Afterword(s): In the Jaws of CAWS: A Response – Dan-el Padilla Peralta.

 

Notes

[1] As Padilla Peralta (p. 258) notes, CAWS enacts and improves upon the promise of a globalizing “classics” as outlined by Bromberg’s (2021: 97) reconfiguration towards “the recognition of alternative antiquities and the amplification of voices from outside of the field’s traditional spatial and temporal boundaries–and, importantly, from outside of the field’s traditional centers of knowledge production.” On Bromberg 2021 as a timely intervention at a critical moment in classics’ disciplinary history, see Nguyen 2022.

[2] Umachandran and Ward (pp. 3-4) cite ReOrient, a journal of Critical Muslim Studies, as a model for the CAWs project. ReOrient defines Critical Muslim Studies as “an epistemological orientation” which “includes a critique of Eurocentrism and positivism and an engagement with decolonial and postcolonial thinking.” See https://criticalmuslimstudies.co.uk/about-us/; link accessed 25 Nov. 2024.

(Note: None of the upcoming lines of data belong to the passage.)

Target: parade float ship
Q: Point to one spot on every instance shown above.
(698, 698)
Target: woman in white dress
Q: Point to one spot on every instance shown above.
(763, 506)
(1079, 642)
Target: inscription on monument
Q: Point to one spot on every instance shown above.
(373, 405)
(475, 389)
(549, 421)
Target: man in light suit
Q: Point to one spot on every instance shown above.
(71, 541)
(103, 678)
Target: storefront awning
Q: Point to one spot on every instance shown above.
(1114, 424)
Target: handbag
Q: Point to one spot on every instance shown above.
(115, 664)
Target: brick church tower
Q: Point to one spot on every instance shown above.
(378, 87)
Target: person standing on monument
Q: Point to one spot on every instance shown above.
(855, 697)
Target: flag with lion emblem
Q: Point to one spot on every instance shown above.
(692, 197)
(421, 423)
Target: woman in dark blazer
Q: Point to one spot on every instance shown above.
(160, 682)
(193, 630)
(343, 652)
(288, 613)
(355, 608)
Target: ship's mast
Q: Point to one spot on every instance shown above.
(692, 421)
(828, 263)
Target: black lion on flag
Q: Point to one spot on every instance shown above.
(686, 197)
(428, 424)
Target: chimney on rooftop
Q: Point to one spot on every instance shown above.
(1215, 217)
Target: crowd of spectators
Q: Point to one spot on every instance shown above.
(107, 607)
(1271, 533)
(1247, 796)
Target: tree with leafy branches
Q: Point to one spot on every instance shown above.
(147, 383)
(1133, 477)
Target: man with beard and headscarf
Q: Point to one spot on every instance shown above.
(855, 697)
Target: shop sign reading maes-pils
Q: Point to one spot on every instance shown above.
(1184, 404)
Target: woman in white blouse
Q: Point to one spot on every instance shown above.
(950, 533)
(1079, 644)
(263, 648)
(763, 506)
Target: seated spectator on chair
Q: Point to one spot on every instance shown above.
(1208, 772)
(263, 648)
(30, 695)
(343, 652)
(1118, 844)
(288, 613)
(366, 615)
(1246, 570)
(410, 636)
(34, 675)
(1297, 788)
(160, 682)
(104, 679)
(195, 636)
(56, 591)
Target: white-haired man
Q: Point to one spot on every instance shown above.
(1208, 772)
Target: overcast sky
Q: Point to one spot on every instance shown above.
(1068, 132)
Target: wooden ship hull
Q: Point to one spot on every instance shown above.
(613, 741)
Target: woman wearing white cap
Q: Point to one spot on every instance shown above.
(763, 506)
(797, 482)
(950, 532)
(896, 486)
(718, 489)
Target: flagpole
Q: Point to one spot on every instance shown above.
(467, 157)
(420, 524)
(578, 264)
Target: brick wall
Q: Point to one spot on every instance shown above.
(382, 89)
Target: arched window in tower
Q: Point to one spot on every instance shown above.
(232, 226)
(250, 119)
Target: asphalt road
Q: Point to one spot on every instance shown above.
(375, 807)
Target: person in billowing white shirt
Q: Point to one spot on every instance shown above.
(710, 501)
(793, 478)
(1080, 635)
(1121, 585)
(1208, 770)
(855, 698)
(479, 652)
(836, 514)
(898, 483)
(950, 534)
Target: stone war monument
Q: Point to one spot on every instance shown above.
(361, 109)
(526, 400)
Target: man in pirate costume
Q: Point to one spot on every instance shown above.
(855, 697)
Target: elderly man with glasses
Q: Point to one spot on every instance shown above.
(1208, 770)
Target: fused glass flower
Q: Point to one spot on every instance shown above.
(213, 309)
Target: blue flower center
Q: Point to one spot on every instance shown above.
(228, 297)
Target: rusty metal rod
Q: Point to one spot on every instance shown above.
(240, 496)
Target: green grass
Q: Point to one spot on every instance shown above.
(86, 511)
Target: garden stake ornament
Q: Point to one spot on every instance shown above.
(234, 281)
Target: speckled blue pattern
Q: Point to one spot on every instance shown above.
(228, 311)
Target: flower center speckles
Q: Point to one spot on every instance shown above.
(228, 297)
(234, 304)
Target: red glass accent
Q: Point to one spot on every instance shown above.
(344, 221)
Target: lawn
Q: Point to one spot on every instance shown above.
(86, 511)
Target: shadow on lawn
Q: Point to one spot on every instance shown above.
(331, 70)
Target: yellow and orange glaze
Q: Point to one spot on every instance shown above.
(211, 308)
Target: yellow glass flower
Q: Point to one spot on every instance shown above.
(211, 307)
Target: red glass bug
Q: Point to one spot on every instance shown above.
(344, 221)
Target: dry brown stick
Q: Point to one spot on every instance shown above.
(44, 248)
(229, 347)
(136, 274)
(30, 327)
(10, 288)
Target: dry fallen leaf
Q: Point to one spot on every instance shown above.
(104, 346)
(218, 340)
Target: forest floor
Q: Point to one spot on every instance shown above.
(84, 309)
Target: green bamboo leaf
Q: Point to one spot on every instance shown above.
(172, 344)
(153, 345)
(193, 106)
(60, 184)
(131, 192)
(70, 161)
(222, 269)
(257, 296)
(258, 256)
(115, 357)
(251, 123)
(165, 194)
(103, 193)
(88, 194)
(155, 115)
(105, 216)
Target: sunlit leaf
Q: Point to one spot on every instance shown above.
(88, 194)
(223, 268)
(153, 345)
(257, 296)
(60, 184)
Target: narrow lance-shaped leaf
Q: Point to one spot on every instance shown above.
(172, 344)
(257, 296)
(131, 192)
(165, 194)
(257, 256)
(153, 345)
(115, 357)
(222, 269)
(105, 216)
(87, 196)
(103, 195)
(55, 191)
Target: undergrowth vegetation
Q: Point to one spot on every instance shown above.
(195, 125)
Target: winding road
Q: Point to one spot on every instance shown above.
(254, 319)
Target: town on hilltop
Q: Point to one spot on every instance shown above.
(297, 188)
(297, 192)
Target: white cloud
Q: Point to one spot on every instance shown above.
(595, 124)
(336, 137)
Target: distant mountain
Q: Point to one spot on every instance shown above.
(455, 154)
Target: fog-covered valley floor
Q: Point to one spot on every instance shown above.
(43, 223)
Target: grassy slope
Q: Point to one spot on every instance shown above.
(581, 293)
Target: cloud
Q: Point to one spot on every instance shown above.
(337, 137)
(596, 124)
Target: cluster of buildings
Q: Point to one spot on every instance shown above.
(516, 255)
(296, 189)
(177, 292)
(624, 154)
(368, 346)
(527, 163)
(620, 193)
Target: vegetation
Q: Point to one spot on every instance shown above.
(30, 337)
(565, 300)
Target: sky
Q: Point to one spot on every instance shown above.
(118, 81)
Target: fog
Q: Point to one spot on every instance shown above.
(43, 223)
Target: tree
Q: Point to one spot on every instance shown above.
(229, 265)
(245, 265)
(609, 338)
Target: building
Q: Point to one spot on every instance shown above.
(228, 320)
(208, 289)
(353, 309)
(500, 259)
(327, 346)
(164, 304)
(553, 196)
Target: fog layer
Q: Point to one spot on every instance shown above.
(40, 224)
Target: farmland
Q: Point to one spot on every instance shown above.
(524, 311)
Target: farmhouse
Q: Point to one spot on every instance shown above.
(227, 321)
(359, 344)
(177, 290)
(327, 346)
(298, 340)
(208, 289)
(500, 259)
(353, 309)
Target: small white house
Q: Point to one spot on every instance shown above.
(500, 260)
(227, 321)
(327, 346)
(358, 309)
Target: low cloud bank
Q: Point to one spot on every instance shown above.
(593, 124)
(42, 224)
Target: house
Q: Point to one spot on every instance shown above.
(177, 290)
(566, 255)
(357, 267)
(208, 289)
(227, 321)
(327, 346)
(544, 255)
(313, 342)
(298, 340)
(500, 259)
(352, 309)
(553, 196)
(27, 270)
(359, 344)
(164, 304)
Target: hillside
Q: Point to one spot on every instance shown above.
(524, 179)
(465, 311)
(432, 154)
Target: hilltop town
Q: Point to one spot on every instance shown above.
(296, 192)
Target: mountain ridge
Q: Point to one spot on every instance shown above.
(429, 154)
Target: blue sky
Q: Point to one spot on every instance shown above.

[3] On the silence of classicists, archaeologists, and ancient historians regarding the ongoing genocide of the Palestinian people, see Everyday Orientalism (EO) and Critical Ancient World Studies (CAWS) 2024, Blouin and Rao 2024. On 15 May 2024, the University Network for Human Rights (UNHR), a consortium of human rights centers at colleges across the world, published a report which states the following: “After reviewing the facts established by independent human rights monitors, journalists, and United Nations agencies, we conclude that Israel’s actions in and regarding Gaza since October 7, 2023, violate the Genocide Convention [of 1948]” (2024: 2).

[4] For a similar discussion of public intellectuals seeking the “aura of virtue,” see Kotrosits 2020: 154-158.

[5] The history of comparative linguistics’ development hand-in-hand with race science is also the history of comparative religion (or “world religion”); see Olender 1992, Masuzawa 2005, Demoule 2023. On classical philology’s “co-emergence and co-dependency with race science,” see Eccleston and Padilla Peralta 2022: 210.

[6] On the “pretense of pure philology,” see Rankine 2019: 348. D’Angelo and Stewart 2024: 14 discuss the implications of philological purity in relation to classics as an “autodidactic or anti-pedagogical discipline” which “claims to simply teach itself.”

[7] On the Black feminist lexicon as a critical response to prejudicial translations of ancient racial terms by modern scholars, see Haley 1993, 2009, with Bellei 2024. As Silverblank (p. 115) notes, the authoritative Greek dictionary, the LSJ, gives a prejudicial definition of the Greek term Aithiops; for a similarly egregious definition of Aethiops in the Latin dictionary, Lewis and Short, see Čulík-Baird 2023: 183n3. Derbew’s emphasis upon “blazing” (i.e., “shining”) rather than simply “burning” in the etymology of Aithiops (2022: 14) demonstrates a broader semantic system in which the term operates.

[8] Gumbrecht 2003: 4. Despite philology’s projected self-image of objectivity, it is nonetheless identified even by its own constituents as a system not only of “probabilities and persuasion” (Tarrant 2016: 29) but also emotion (Güthenke 2020).